As a pragmatic, I don’t believe you should completely exclude Q4 activities from your life. After a particularly stressful and busy day, a half-hour of aimless internet surfing or watching a favorite TV program is just what my brain needs to unwind.

Rather of attempting to fully eliminate Not Urgent and Not Important jobs, try to devote just a little amount of time to them. A excellent objective is to sleep for 5% of your awake hours or less.

Spend more time on important tasks, like Ike did.

The capacity to filter the signal from the noise, or to discriminate between what’s urgent and what’s genuinely important, is a necessary talent in today’s world of shock.

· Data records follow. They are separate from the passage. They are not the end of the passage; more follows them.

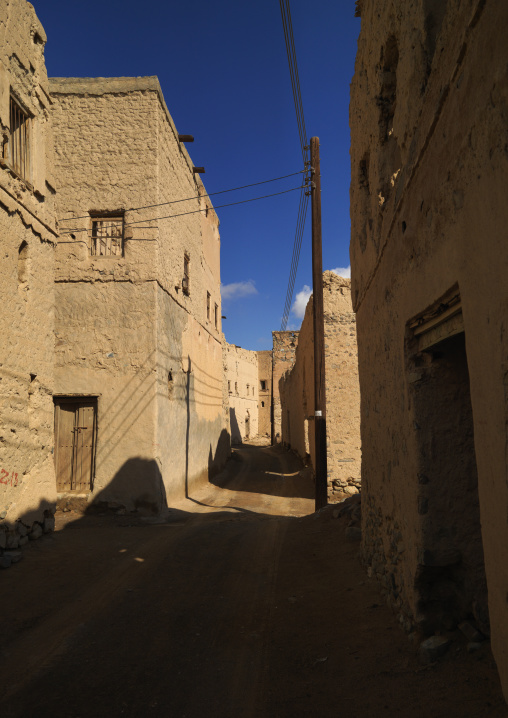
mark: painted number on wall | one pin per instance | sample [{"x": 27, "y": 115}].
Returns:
[{"x": 4, "y": 478}]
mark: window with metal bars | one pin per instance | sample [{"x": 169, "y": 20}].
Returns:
[
  {"x": 186, "y": 274},
  {"x": 19, "y": 143},
  {"x": 106, "y": 236}
]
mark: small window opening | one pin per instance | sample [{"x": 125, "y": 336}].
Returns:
[
  {"x": 106, "y": 239},
  {"x": 186, "y": 274},
  {"x": 23, "y": 263},
  {"x": 19, "y": 140}
]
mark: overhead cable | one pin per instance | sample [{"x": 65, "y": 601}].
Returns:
[
  {"x": 198, "y": 196},
  {"x": 302, "y": 132},
  {"x": 182, "y": 214}
]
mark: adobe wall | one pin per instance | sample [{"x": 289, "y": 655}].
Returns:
[
  {"x": 342, "y": 390},
  {"x": 27, "y": 241},
  {"x": 242, "y": 384},
  {"x": 283, "y": 358},
  {"x": 265, "y": 395},
  {"x": 429, "y": 110},
  {"x": 166, "y": 381}
]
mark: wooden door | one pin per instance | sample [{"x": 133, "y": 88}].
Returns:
[{"x": 75, "y": 424}]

This week, my challenge to you is to use the Eisenhower Decision Matrix in as many facets of your life as possible. Stop and question yourself, “Am I doing this because it’s important or am I doing it because it’s urgent?” when presented with a choice.

I guarantee you’ll experience a restored feeling of peace, control, and composure in your life as you spend the majority of your time focusing on Not Urgent but Important things. You’ll get the impression that you’re making substantial progress. You may avoid and remove many of the crises and difficulties of Q1 by spending your time in Q2’s planning/organizing tasks, balance the demands of Q3 with your personal needs, and fully enjoy the veg-outs of Q4 knowing that you’ve earned the rest. You’ll have the mental, emotional, and physical resources to respond constructively rather than defensively if you make Q2 duties your top priority, regardless of the urgency, inconvenience, or deadline you’re faced with.

Tools to Assist You

We recommend using the following tools to help you use the Eisenhower Decision Matrix.

App. Eisenhower This is an iPhone application that helps you manage your tasks using the Eisenhower Decision Matrix. I got a chance to experiment with it and was impressed with what I observed. I haven’t seen anything comparable for Android.

Worksheet on the Eisenhower Decision Matrix is available to download. The Eisenhower Decision Matrix has been turned into a slick little PDF that you can download for free. Make a copy and set aside 30 minutes for personal contemplation tonight. Make a note of the jobs that take up the majority of your time and allocate them to a quadrant in the matrix. This will give you an approximate indication of how much time you’re wasting on tasks that are genuinely vital.

After that, consider strategies to lower the amount of time you spend on Q1, Q3, and Q4 duties while increasing your time spent on Q2 activities.

 

 

The “difference between urgent and important examples” is a decision matrix that can help users to distinguish between tasks that are urgent and important.